« Déterminés à faire face à cette crise ensemble »

Consultation entre chefs d’État et de gouvernement de l’UE « Déterminés à faire face à cette crise ensemble »

Les chefs d’État et de gouvernement de l’Union européenne se sont consultés sur les mesures actuelles destinées à endiguer le coronavirus. L’interdiction d’entrée sur le territoire européen proposée par la Commission européenne doit être rapidement mise en œuvre. Les États membres ont également salué les lignes directrices relatives à la gestion des frontières au sein de l’UE. 

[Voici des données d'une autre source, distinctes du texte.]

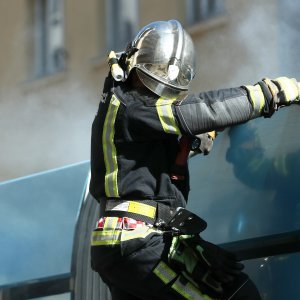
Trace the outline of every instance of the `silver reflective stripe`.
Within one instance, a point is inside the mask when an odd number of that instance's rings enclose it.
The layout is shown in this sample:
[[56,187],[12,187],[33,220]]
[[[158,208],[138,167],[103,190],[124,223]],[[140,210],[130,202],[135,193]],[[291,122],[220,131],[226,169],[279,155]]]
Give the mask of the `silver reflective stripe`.
[[253,106],[253,117],[260,117],[262,109],[265,105],[265,96],[259,84],[257,85],[247,85],[245,88],[250,94],[250,100]]
[[117,151],[114,144],[115,120],[119,106],[120,101],[113,95],[106,114],[102,135],[104,162],[106,167],[105,193],[107,197],[119,197]]
[[173,102],[174,100],[165,100],[159,98],[156,102],[157,114],[159,116],[160,123],[166,133],[180,135],[181,133],[172,111]]
[[121,235],[121,230],[93,231],[91,245],[119,245],[121,243]]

La chancelière fédérale lors de sa conférence de presse à l’issue de la vidéoconférence avec les autres chefs d’État et de gouvernement de l’Union européenne

La chancelière fédérale Angela Merkel a annoncé que l’Allemagne appliquerait sur-le-champ les interdictions d’entrée convenues

Foto: Bundesregierung/Bergmann

L’interdiction d’entrée proposée par la Commission européenne s’appliquera à tous les ressortissants de pays ne faisant pas partie de l’UE ou de l’AELE ni n’étant ressortissants du Royaume-Uni. Elle entre en vigueur pour une durée initiale de 30 jours. « L’Allemagne met en application cette interdiction immédiatement », a annoncé la chancelière fédérale. Tous les autres États membres ont déclaré qu’ils allaient également faire de même.

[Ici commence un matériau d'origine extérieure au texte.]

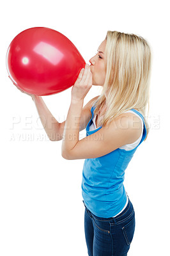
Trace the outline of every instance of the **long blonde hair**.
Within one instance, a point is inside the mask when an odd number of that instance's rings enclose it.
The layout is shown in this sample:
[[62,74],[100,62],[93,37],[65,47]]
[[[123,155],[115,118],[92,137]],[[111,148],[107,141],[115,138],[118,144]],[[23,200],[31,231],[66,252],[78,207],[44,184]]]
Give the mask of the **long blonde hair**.
[[98,115],[100,109],[107,106],[100,124],[105,125],[125,111],[135,109],[144,118],[148,136],[146,110],[148,104],[148,115],[150,47],[146,40],[134,34],[108,31],[105,39],[105,79],[95,102],[94,113]]

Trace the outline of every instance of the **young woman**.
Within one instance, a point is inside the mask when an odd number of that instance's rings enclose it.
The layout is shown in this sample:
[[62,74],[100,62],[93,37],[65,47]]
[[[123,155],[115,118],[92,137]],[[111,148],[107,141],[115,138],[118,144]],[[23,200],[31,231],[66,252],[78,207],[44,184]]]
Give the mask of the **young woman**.
[[[141,36],[108,31],[89,62],[72,87],[63,123],[41,97],[31,97],[40,116],[45,116],[42,122],[50,140],[63,139],[62,156],[85,159],[82,195],[88,255],[125,256],[134,234],[135,212],[123,182],[125,169],[148,133],[144,116],[151,51]],[[102,86],[102,92],[83,108],[92,84]],[[86,137],[79,140],[86,127]]]

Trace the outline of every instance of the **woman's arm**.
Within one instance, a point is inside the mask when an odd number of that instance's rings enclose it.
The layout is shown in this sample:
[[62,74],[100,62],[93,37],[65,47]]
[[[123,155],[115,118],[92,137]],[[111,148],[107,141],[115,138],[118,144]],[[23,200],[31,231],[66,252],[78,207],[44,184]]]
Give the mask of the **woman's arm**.
[[43,128],[50,141],[62,139],[60,123],[51,114],[41,96],[33,95],[32,99],[36,105]]

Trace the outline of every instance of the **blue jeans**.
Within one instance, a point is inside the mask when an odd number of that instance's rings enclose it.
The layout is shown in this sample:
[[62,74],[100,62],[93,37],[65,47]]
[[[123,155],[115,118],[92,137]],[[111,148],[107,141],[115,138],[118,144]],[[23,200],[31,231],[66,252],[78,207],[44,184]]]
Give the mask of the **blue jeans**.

Réduire au minimum les temps d’attente aux frontières

Concernant la gestion des frontières au sein de l’UE, la chancelière fédérale a « très fortement souligné » que « la libre circulation des biens et des marchandises » devait être garantie afin que la capacité de fonctionnement du marché unique ne soit pas entravée. L’on rencontre actuellement certaines difficultés sur ce terrain. Tous les États membres ont promis de s’efforcer de réduire au minimum les délais d’attente aux frontières. La liberté de mouvement des travailleurs frontaliers doit également être garantie. Tandis que cela est bien géré aux frontières franco-allemande et germano-luxembourgeoise, cela pose plus de problèmes à d’autres endroits.

Garantir la libre circulation des marchandises

Les chefs d’État et de gouvernement ont salué les décisions prises hier par l’Eurogroupe, en particulier compte tenu du contexte dans lequel « nous devons nous attendre à de très lourdes conséquences pour notre économie », a déclaré Angela Merkel. La libre circulation des marchandises est d’autant plus importante pour l’Eurogroupe. Le marché unique est axé sur des modes de production fonctionnant selon le principe de la division du travail. « Si nous voulons envoyer un signal indiquant que nous sommes déterminés à nous dresser contre les conséquences économiques, au demeurant inexorables, la libre circulation des biens et des marchandises constitue à mes yeux un élément décisif allant dans ce sens », a affirmé la chancelière.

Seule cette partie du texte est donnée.